Lavrov assures Kiev that Putin respects Ukraine's sovereignty

April 17, 2008 - 0:0

MOSCOW (RIA Novosti) -- Russia's top diplomat gave assurances on Tuesday that in a recent speech to NATO leaders, President Vladimir Putin did not seek to undermine the sovereignty of Ukraine.

During the April 2-4 Bucharest summit, Putin gave a closed-door speech to NATO leaders, which reportedly focused on Russian opposition to some NATO members' plans to admit Ukraine and Georgia to the alliance.
""I am convinced that all those who attended the Russia-NATO Council session in Bucharest and then attempted to give Ukraine their interpretation of what the Russian president said, did so with ill intent. The Russian president said nothing that would infringe on Ukraine's sovereignty,"" Sergei Lavrov told reporters in Moscow after talks with his Ukrainian counterpart, Volodymyr Ohryzko.
Around the time of the summit, media speculated over a possible deal between the Kremlin and Washington, under which Moscow would tolerate a missile shield in Central Europe in exchange for NATO allowing Georgia and Ukraine to fall back into Moscow's sphere of influence. Just before the summit, Bush rejected such rumors.

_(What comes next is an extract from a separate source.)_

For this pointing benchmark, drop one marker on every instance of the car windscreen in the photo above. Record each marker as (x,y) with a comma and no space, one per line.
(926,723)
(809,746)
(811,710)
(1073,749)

At the summit, NATO powers refused to admit Georgia and Ukraine to the alliance's Membership Action Plan, despite Bush's strong support of the countries' bids. The rejection was seen as a response to Putin's threat to target missiles at Ukraine if Kiev joins NATO.

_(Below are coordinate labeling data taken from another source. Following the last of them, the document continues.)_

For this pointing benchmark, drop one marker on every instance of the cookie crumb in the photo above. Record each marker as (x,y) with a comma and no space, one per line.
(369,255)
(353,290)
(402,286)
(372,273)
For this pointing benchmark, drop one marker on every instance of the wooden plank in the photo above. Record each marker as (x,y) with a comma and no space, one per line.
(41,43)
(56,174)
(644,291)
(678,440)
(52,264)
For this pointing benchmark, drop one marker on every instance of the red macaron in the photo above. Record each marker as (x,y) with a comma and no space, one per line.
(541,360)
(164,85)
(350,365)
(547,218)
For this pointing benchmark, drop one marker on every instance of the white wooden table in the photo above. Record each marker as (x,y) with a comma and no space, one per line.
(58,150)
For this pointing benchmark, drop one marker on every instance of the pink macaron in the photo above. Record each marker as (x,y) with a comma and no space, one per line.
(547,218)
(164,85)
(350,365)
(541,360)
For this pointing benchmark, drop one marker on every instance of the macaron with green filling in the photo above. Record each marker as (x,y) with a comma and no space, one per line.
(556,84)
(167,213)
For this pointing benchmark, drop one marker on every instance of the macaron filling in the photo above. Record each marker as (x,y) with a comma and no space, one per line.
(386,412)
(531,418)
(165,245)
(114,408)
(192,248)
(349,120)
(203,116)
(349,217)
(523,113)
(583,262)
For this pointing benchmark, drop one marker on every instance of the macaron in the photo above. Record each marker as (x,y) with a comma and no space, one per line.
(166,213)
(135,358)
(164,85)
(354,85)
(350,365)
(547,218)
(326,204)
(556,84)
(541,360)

Last week, Lavrov reiterated that Russia would do everything possible to prevent Ukraine and Georgia from being admitted to NATO.
In reaction to Moscow's statements on the issue, the Ukrainian Foreign Ministry demanded last Saturday that Russian authorities ""stop the practice of threats"" against Kiev, saying: ""Statements by high-ranking Russian officials are anti-Ukrainian... and constitute direct interference in Ukraine's internal affairs.""

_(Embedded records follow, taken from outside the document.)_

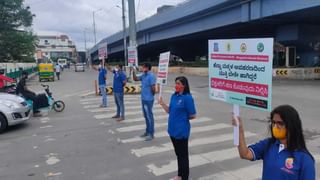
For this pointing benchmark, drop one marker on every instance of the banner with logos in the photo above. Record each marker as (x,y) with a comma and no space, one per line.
(132,56)
(163,68)
(240,72)
(103,51)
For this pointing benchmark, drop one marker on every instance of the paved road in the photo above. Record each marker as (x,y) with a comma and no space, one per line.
(84,143)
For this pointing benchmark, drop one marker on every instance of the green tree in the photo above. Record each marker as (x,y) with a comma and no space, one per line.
(16,44)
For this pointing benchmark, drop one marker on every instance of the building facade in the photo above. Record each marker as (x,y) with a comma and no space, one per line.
(55,47)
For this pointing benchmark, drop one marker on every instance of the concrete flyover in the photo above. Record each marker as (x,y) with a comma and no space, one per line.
(185,29)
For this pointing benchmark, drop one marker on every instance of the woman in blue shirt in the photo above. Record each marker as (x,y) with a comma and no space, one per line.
(285,155)
(181,110)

Speaking after the meeting with the Russian foreign minister, Ohryzko gave assurances that Ukraine's drive to join NATO is not targeted against Moscow. NATO is set to reconsider Kiev's bid this December.
""Once Ukraine is a member of NATO it will not be Ukraine against Russia. Membership in the alliance is not targeted against interests of the Russian Federation,"" he said.
The diplomat also said the country's Constitution forbids the deployment of foreign military bases on its territory, and that a final decision on NATO membership will be made on the basis of a nationwide referendum.
In a recent survey carried out by the All-Ukrainian Social Service only 11.1% of Ukrainians polled said they supported the country's drive to join NATO, while almost 36% said they would vote against the plans if a referendum were held.